Obwohl Putin betonte, dass ein Konflikt mit der NATO nicht in Moskaus geopolitischem Interesse liege, sagte er in einem Interview mit dem russischen Staatsfernsehen, dass die NATO-Mitgliedschaft Finnlands Probleme schaffe.

„Der Westen hat Finnland in die NATO hineingezerrt. Und warum? Alle Probleme, die wir mit Finnland hatten, wurden schon vor langer Zeit gelöst. Es gab keine Probleme, aber jetzt wird es welche geben“, sagte Putin am Sonntag.

In dem Abkommen sind 15 Einrichtungen und Gebiete aufgeführt, zu denen die US-Armee uneingeschränkten Zugang haben wird und die sie zur Lagerung von militärischer Ausrüstung und Munition nutzen kann. Dazu gehören vier Luftwaffenstützpunkte, ein Militärhafen und ein Eisenbahnzugang im Norden Finnlands, wo das US-Militär ein Gebiet zur Lagerung nutzen kann.

„Durch das Abkommen werden die Zusammenarbeit und Operationen in Friedenszeiten einfacher und schneller zu organisieren sein. Dies wird auch in Krisenzeiten von entscheidender Bedeutung sein“, sagte die finnische Außenministerin Elina Valtonen bei der Bekanntgabe des Abkommens in der vergangenen Woche.

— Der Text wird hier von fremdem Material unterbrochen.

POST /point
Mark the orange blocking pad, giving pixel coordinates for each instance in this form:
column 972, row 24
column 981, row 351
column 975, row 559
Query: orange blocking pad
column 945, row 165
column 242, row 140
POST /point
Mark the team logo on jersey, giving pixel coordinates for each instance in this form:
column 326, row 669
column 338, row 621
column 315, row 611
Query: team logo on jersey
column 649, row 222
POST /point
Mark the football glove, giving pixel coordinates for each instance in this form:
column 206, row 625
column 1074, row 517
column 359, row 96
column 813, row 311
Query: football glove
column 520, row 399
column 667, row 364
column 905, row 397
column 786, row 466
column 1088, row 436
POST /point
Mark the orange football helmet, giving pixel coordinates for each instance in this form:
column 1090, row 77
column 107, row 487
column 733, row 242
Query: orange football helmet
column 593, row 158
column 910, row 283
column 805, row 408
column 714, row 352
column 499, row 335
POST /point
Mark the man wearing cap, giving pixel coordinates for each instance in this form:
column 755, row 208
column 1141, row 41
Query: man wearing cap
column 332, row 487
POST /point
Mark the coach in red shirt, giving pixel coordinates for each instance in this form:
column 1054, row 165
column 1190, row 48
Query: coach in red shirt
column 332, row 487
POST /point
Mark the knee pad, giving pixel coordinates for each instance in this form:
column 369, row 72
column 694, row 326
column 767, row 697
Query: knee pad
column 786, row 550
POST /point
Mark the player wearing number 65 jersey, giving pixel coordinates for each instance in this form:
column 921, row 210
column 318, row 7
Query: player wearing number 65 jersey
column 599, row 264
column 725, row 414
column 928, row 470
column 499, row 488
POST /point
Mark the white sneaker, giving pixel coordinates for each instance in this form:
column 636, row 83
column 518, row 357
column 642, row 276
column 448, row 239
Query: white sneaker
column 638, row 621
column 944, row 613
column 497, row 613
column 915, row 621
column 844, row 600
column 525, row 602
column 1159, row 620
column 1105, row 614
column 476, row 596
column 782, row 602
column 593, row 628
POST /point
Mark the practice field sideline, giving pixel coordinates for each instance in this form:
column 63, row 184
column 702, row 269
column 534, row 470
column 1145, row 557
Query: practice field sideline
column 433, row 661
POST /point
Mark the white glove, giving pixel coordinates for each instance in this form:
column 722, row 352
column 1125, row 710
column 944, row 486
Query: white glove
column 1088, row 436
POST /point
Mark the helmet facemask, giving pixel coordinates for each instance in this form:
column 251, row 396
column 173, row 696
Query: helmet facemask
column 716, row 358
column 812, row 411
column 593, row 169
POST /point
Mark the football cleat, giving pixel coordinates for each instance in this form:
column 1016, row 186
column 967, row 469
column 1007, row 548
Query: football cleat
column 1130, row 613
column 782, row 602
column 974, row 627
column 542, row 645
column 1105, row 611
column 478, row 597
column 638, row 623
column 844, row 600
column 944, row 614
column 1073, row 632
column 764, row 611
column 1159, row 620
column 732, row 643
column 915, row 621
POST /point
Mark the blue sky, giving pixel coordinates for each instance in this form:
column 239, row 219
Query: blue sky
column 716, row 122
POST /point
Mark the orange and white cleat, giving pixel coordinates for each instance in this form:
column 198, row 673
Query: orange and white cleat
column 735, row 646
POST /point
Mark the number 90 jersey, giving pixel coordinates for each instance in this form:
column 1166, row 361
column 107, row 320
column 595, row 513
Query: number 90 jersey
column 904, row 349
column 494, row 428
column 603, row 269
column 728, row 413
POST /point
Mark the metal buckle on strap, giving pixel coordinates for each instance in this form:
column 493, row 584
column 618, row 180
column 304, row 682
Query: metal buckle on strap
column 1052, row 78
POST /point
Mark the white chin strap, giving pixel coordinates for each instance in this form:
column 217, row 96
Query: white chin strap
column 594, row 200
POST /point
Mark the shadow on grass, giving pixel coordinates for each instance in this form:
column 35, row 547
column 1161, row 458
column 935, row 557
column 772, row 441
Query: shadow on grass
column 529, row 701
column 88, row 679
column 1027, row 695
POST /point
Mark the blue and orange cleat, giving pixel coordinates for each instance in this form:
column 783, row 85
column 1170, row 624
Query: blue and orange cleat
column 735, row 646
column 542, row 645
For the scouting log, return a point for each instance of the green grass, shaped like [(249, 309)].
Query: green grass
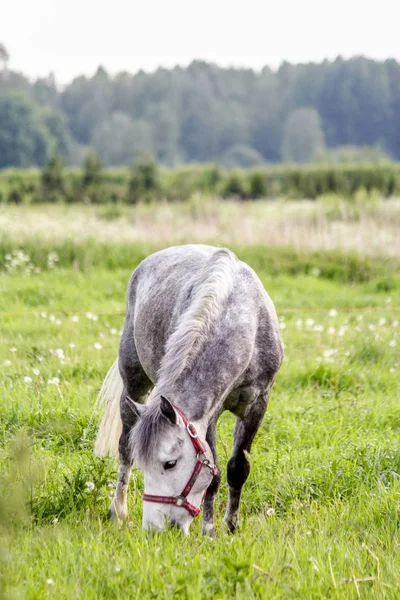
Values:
[(326, 460)]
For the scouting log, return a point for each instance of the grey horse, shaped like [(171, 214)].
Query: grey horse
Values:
[(201, 336)]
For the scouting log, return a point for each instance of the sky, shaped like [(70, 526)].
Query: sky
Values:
[(75, 37)]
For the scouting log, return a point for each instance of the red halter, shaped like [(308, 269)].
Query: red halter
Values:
[(201, 462)]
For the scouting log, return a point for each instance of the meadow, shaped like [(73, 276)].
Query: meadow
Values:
[(320, 511)]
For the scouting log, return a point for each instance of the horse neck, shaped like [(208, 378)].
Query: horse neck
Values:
[(191, 400)]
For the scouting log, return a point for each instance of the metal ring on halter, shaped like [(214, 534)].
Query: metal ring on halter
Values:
[(192, 432)]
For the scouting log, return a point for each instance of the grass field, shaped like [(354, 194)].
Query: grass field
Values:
[(321, 509)]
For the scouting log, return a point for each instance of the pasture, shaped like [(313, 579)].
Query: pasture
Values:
[(320, 511)]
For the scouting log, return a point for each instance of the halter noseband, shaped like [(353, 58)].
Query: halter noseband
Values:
[(202, 461)]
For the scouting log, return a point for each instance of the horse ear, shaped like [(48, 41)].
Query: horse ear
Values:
[(136, 408), (168, 410)]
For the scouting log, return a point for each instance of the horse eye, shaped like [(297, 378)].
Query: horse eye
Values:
[(169, 465)]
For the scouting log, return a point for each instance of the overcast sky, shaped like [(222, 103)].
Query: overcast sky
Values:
[(73, 37)]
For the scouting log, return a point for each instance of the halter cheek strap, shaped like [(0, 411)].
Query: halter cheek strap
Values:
[(202, 461)]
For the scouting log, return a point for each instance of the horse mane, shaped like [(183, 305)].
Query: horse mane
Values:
[(212, 286)]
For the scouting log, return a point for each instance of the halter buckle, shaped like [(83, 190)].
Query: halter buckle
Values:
[(192, 430)]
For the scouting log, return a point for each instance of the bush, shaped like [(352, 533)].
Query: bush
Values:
[(52, 181)]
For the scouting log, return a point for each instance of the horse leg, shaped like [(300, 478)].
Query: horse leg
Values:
[(136, 386), (208, 511), (239, 466)]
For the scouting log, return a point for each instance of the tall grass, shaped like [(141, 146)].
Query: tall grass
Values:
[(320, 512)]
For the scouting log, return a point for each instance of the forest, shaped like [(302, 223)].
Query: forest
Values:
[(335, 111)]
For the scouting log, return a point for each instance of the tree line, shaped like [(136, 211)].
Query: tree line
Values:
[(203, 113)]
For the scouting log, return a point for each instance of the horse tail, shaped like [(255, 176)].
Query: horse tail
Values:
[(111, 425)]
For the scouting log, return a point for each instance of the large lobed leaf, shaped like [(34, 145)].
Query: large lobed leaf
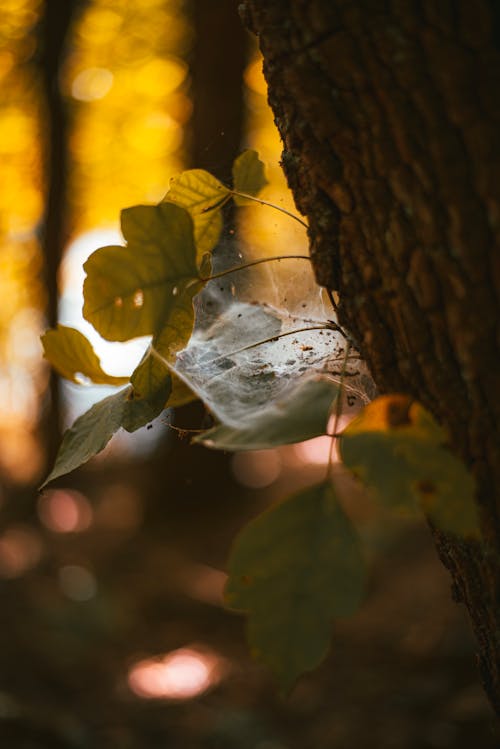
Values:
[(92, 431), (72, 356), (135, 290), (200, 193), (396, 448), (294, 570)]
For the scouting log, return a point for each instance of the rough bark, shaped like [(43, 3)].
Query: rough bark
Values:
[(389, 114)]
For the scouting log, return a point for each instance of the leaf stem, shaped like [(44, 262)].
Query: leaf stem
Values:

Einige der Standorte, zu denen die USA Zugang haben werden, liegen nur wenige Autostunden von der Grenze zu Russland entfernt. Die Grenze ist derzeit geschlossen, weil Russland mutmaßlich Asylbewerber über die Grenze schickt, was die finnischen Behörden als „russische hybride Angriffe“ bezeichnet haben.

Finnland ist nicht das einzige Land, das ein solches Abkommen mit den USA geschlossen hat, denn auch Schweden hat am 6. Dezember ein ähnliches Abkommen unterzeichnet. Das Abkommen mit Stockholm gewährt den US-Streitkräften Zugang zu 17 Standorten und Einrichtungen, darunter vier Luftwaffenstützpunkte, ein Hafen und fünf Militärlager.

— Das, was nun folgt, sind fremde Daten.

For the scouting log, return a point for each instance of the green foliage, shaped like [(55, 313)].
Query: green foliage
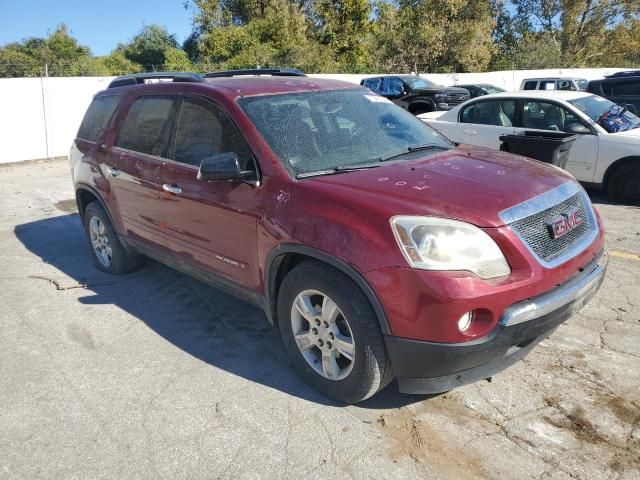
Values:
[(357, 36), (148, 48)]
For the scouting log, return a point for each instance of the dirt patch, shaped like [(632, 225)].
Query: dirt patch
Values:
[(625, 456), (67, 205), (416, 439)]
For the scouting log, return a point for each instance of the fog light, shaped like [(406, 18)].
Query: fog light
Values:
[(465, 322)]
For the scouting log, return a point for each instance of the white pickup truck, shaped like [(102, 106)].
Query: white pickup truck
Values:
[(606, 152)]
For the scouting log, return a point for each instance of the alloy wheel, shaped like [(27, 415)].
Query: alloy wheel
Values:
[(100, 241), (322, 334)]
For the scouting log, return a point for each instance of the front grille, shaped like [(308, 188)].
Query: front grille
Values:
[(533, 230)]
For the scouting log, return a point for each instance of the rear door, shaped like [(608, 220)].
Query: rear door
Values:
[(211, 225), (483, 122), (134, 166), (543, 116)]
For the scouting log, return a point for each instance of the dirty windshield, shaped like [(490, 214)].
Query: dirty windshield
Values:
[(338, 129)]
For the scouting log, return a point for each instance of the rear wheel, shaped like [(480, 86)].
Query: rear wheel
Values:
[(624, 184), (109, 254), (331, 333)]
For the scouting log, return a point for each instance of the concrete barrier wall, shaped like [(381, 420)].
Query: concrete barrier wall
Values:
[(39, 117)]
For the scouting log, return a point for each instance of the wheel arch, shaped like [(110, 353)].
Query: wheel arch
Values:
[(621, 162), (284, 257), (86, 194)]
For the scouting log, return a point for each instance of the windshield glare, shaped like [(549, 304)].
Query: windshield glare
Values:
[(317, 131), (610, 116)]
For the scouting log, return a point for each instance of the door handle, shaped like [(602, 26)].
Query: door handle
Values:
[(113, 171), (172, 189)]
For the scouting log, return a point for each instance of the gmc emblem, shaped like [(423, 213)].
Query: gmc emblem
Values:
[(564, 223)]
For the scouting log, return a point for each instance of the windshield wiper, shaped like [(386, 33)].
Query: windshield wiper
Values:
[(414, 148), (340, 169)]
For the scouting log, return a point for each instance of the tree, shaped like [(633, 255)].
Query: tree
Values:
[(148, 48), (585, 33), (60, 52)]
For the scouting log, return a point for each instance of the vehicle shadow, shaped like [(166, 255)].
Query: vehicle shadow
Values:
[(204, 322)]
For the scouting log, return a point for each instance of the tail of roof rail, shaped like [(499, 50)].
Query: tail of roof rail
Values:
[(139, 78), (276, 72)]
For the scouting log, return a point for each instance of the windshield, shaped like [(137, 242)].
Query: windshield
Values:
[(418, 83), (326, 130), (610, 116)]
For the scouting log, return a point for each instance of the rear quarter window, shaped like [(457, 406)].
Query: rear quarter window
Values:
[(627, 88), (146, 127), (97, 117)]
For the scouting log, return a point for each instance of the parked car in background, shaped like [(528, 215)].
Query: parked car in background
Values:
[(377, 247), (480, 89), (605, 154), (622, 88), (416, 94), (554, 83)]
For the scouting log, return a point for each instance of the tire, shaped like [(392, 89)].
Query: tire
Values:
[(624, 184), (354, 324), (109, 255)]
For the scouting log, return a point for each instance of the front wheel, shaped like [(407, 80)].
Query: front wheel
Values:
[(624, 184), (109, 254), (331, 333)]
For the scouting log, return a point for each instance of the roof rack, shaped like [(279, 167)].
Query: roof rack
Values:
[(626, 73), (139, 78), (276, 72)]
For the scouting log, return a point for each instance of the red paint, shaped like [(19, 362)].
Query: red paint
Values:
[(230, 228)]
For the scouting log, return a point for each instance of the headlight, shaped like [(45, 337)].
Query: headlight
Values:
[(431, 243)]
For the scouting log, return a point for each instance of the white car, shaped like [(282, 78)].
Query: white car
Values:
[(600, 156)]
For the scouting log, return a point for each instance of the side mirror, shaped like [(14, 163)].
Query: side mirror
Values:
[(222, 166), (578, 129)]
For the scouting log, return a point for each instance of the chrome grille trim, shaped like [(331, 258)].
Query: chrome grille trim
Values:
[(547, 201)]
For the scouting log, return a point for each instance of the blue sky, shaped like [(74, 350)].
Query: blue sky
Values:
[(98, 25)]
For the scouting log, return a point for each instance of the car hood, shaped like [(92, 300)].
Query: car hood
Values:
[(445, 90), (471, 184)]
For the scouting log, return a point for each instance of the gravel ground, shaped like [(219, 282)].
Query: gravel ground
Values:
[(156, 375)]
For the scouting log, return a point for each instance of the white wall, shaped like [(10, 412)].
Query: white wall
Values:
[(26, 102)]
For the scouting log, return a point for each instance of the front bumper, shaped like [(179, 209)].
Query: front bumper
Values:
[(431, 367)]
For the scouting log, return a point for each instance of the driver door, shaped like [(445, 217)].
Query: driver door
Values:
[(550, 116), (211, 225)]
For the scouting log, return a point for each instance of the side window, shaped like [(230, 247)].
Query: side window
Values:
[(627, 88), (566, 85), (500, 113), (97, 117), (203, 131), (392, 86), (147, 125), (547, 116), (547, 85), (374, 84)]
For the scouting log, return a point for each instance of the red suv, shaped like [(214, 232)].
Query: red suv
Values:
[(379, 249)]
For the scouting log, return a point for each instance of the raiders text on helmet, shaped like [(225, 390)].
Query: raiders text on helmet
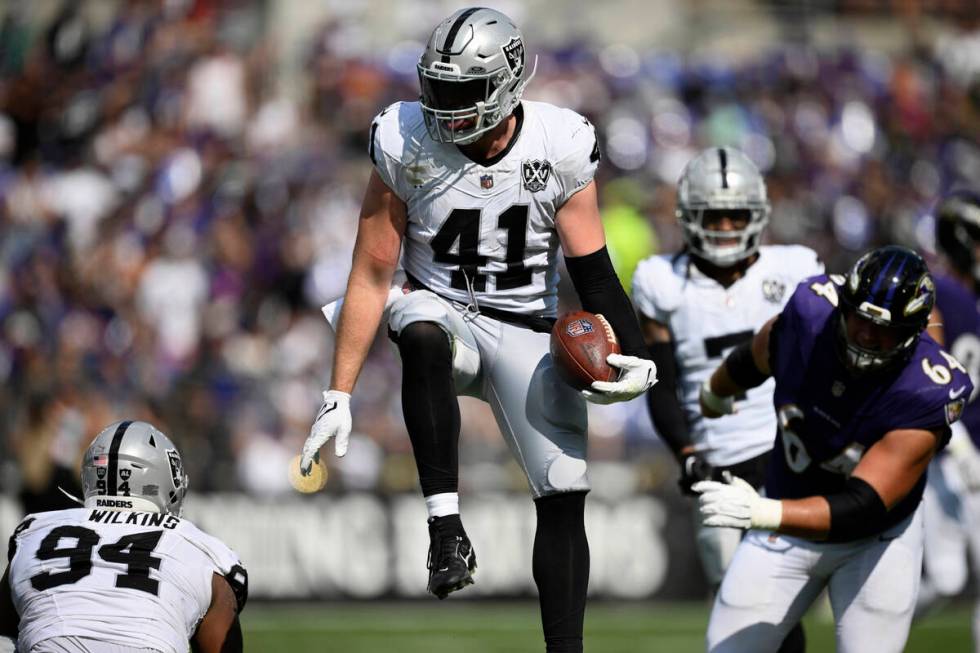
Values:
[(133, 466), (472, 74), (722, 179), (890, 286)]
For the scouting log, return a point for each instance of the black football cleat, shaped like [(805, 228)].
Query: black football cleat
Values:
[(451, 558)]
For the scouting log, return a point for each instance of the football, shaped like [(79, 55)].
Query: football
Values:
[(580, 343)]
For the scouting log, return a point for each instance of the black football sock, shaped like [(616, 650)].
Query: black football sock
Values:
[(795, 641), (561, 569), (430, 406)]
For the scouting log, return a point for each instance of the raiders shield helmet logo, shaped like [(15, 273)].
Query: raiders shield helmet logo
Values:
[(176, 468), (514, 54), (535, 174)]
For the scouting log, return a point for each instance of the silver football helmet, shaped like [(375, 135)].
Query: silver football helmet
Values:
[(472, 74), (722, 179), (133, 466)]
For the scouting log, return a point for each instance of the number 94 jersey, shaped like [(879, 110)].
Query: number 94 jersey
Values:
[(486, 230), (136, 579)]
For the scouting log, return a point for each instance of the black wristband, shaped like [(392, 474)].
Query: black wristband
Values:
[(742, 368), (855, 512), (600, 291)]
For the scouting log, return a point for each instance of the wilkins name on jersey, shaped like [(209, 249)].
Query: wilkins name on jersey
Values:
[(136, 579)]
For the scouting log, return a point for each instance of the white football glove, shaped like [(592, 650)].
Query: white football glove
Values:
[(638, 375), (966, 456), (333, 421), (736, 504)]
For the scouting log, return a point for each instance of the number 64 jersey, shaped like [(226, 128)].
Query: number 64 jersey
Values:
[(486, 231), (137, 579)]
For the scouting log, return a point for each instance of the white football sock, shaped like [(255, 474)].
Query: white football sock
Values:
[(442, 504)]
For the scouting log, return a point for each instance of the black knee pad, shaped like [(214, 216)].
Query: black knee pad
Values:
[(424, 341)]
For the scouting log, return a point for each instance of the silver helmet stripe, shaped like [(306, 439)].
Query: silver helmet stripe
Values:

Im Gegensatz zu Finnland muss Schweden noch auf die Zustimmung der NATO-Mitgliedstaaten warten, um Mitglied zu werden.

Ähnliche Abkommen haben die USA auch mit Norwegen, Bulgarien, Lettland, Litauen, Polen, der Slowakei, der Tschechischen Republik, Ungarn und Estland geschlossen. Auch die dänische Regierung ist dabei, eine ähnliche Zusammenarbeit mit den USA auszuhandeln.

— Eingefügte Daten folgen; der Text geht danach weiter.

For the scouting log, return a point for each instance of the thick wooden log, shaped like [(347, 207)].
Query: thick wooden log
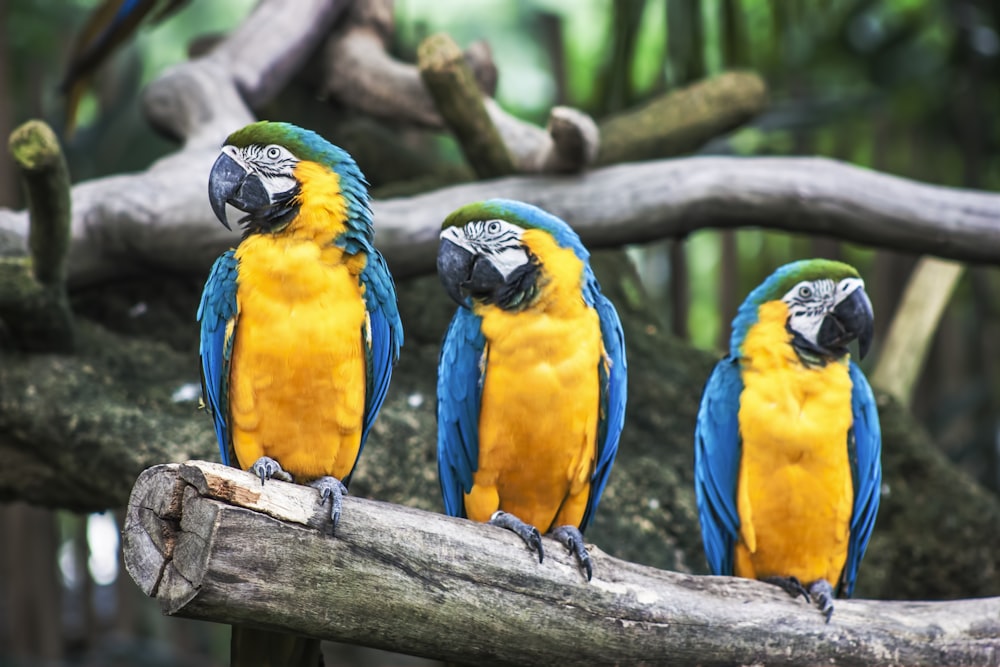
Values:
[(160, 221), (211, 542)]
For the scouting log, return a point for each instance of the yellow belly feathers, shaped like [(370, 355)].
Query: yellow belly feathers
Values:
[(297, 384), (540, 404), (795, 492)]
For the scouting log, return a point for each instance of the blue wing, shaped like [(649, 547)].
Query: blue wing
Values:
[(217, 314), (460, 387), (865, 449), (613, 371), (716, 464), (383, 337)]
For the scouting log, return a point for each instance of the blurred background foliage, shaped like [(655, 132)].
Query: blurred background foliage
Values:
[(909, 87)]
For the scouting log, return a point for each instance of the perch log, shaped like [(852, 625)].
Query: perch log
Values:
[(212, 543)]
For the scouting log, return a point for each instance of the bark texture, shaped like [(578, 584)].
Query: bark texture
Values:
[(212, 543)]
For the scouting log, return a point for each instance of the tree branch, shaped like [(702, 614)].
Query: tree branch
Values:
[(682, 120), (361, 75), (160, 222), (456, 95), (914, 326), (211, 543), (33, 302)]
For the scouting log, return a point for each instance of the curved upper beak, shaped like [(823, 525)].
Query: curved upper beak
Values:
[(230, 183), (852, 318), (464, 273)]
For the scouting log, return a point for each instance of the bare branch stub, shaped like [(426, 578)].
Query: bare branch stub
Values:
[(33, 301), (211, 543)]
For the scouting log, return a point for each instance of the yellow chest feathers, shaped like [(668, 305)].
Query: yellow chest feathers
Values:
[(791, 409)]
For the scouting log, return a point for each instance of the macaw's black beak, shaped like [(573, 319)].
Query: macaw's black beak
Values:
[(852, 318), (466, 274), (230, 183)]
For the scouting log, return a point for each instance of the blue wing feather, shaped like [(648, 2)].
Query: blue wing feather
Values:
[(865, 448), (716, 464), (460, 385), (217, 314), (383, 337), (614, 393)]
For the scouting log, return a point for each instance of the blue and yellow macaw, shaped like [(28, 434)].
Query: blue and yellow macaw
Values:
[(787, 444), (108, 26), (532, 375), (299, 326)]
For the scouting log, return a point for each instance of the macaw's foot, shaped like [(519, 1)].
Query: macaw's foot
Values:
[(791, 585), (527, 533), (267, 468), (822, 595), (332, 489), (571, 538)]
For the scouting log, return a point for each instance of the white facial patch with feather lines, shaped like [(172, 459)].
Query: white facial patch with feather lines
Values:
[(808, 303), (274, 165), (497, 240)]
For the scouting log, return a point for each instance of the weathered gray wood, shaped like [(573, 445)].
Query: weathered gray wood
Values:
[(211, 542)]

Die US-Präsenz in Finnland könnte dauerhaft eingerichtet werden, doch gibt es nach Angaben der finnischen Regierung derzeit keine Pläne dafür.

Das Abkommen sieht jedoch vor, dass Finnland die Lagerung und den Transport von Atomwaffen, biologischen Waffen und Antipersonenminen auf finnischem Hoheitsgebiet nicht zulassen wird.